From Texas Public Radio:
The Texas Standard, the national daily news show of Texas went on the air 10 years ago on March 2, 2015. The first of its kind, statewide program brought together NPR stations from across Texas and a collaboration that highlights news from a Texas perspective.
And for all 10 of those years, Texas Standard host David Brown has been behind the microphone. He looked back on a decade of coverage with TPR’s Norma Martinez.
Martinez: Well, David, I’d like to maybe take you back to 11 years ago. What was the conversation happening before the Texas Standard came on the air? How was the idea brought up to bring this collaboration together?
Brown: I got to tell you, I can remember it very well. It doesn’t seem like 10 years ago. There were a couple of things happening. One was, well, as you know, as your listeners know, Texas is bigger than most countries, of course, and there was a long standing frustration that that whenever Texas was in the news, national news outlets would typically send in some reporter from New York or Washington to cover what was going on.
And since Texas was making a bigger and bigger mark on the national landscape, more people moving here and all that, it just made sense we should be hearing from journalists who live here and cover this place every day.
We have talked about growth — we have dedicated segments on business. We have beat reporters covering rural Texas. We have reporters covering the environment, Texans with disabilities, the arts.
That’s another thing that’s grown — we’re on virtually all of the public radio stations across Texas now. And early on, we had a handful of stations that were part of our partnership, and Texas Public Radio was one of the founding partners. So we had Houston Public Media, KERA up in North Texas, and of course, our home station, KUT in Austin.
So with that as a kind of basis, we started bringing in other partners, like the Texas Tribune, which is a nonprofit public media outlet, not on radio, but the reporters do first class work. The Texas Newsroom started to evolve out of that.
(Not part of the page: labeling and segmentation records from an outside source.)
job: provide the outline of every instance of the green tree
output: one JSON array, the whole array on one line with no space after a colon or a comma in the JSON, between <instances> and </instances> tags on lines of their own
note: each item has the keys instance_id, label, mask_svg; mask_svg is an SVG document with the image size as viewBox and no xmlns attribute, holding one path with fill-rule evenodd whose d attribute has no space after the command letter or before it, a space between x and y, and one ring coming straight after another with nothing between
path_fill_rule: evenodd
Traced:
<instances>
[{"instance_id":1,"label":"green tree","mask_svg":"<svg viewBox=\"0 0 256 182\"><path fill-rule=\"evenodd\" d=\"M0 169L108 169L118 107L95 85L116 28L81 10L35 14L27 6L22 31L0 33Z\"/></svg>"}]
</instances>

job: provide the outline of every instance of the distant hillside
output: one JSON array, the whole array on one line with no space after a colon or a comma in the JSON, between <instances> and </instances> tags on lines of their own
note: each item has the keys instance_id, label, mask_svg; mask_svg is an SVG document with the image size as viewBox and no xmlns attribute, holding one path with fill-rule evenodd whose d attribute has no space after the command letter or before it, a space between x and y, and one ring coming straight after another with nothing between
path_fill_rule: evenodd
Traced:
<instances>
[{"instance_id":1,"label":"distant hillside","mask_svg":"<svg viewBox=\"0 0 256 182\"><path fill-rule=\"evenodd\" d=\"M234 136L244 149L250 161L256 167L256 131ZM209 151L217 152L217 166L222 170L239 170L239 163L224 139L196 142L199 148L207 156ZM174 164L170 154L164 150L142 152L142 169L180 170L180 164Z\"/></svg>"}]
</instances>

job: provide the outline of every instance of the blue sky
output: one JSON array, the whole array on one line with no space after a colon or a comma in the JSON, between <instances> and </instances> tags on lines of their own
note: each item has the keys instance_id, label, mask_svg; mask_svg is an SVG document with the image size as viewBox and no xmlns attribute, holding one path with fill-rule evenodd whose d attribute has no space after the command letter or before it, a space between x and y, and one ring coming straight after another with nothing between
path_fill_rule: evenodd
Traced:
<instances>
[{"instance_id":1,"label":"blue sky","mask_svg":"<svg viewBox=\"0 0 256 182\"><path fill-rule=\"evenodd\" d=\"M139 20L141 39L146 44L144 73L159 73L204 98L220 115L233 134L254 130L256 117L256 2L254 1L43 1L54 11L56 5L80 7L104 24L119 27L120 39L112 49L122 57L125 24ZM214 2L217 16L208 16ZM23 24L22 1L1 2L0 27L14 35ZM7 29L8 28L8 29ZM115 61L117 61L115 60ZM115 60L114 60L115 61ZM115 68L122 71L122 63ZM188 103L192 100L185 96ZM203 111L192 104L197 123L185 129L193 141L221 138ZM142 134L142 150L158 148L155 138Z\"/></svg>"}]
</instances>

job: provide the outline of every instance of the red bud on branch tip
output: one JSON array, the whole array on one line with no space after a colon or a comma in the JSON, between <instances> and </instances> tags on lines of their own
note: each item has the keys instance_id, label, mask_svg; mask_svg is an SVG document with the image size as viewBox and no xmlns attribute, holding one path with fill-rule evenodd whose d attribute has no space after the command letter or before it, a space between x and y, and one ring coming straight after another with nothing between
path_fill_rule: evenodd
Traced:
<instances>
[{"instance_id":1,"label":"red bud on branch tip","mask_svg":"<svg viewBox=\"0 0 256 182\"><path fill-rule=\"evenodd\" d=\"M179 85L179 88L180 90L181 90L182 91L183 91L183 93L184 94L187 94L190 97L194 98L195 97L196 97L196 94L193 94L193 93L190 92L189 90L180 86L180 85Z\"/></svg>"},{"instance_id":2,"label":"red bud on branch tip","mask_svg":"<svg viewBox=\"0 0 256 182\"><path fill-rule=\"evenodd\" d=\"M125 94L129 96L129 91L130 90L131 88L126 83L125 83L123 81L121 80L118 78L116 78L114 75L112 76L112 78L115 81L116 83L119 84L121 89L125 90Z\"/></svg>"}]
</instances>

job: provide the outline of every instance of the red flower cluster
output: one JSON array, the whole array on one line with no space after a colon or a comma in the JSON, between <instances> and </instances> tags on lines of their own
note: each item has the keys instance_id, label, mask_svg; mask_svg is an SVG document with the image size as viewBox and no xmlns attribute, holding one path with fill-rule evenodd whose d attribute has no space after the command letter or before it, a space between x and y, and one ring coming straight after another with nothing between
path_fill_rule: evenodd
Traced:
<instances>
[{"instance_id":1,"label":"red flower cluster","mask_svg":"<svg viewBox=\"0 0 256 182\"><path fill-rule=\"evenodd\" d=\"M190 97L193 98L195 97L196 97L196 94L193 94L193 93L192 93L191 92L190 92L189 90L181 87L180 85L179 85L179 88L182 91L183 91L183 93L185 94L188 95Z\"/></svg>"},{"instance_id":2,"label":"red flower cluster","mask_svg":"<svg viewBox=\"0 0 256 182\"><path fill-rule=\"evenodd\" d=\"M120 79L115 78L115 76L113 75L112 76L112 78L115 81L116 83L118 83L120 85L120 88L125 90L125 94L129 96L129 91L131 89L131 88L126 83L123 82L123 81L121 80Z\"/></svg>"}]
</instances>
That’s a partnership of all of these stations bringing us the best in their reporting. And so, in terms of the coverage, I don’t think before Texas Standard existed, we had regular coverage of, say, the Texas State House. And if you’re down in San Antonio, you want to know what’s happening during a legislative session, but you don’t. No station has the resources to have someone there all the time. Now we do.
And so I think that there have been a lot of not just nuanced changes that I think the Standard has brought to the public media landscape. I think that it’s actually been rather pronounced. And we hear from legislators, for example, all the time, people who say, “Yeah, I listen to the Standard every day. It’s just part of my news diet.”
Martinez: Now I want to find out from you what some of your favorite stories that you remember airing on the Texas Standard in the last 10 years that were from San Antonio.
Brown: You know what? I remember … this was actually just a couple of days before we actually went on the air. In fact, this may have been part of our first show, because I know we wanted to make a splash with that first show, don’t you know.
I went down with Casey Cheek, our technical director, and some producers. We went down to the Alamo because we heard that Phil Collins, the musician, was going to be down there. I had no idea about this, but apparently he has, since he was a little kid, been an Alamo fan. I think he saw something on television about it and just fell into the rabbit hole. And all his life, had been collecting artifacts related to the history of Texas and the Alamo in particular.
So I caught up with him and he had this to say:
“For me, the collecting, you know, it’s not to amass something that is worth a lot of money, you know, I don’t intend to sell it on. I never did do, but it’s been great fun collecting it, and I will continue to collect, to add to it. But having it here, I mean, just doing this interview, in this sacristan. I mean, this is big deal for me. I grew up loving this place since I was five years old.”
Yeah, it was really cool. He was donating his collection of artifacts to the State of Texas on that day. And so it was really cool to be connected with not just Phil Collins, but that sort of historic donation.
And then there was another story that I know that our own Michael Marks collaborated with Texas Public Radio’s Joey Palacios. This was a story that actually won a national Edward R Murrow Award. Let’s hear a bit of that:
Palacios: San Antonio’s years long quest for an MLS team did not have a happy ending. NELSON WOLFF: I wouldn’t have a damn thing to do with MLS.
Palacios: That’s Judge Wolff again from an interview last week. The city and Bexar County both spent significant time and money to bring a team to town, but there’s no MLS team in San Antonio.
Marks: Instead, there’s one 80 miles up the road where pro soccer was never part of the public docket.
So Austin may have gotten the MLS team, but I think we both won with that major recognition in the national Murrow award. That’s just another way, I think, this partnership benefits everyone, not just folks in one particular area, but folks all over the state get to enjoy award winning reporting.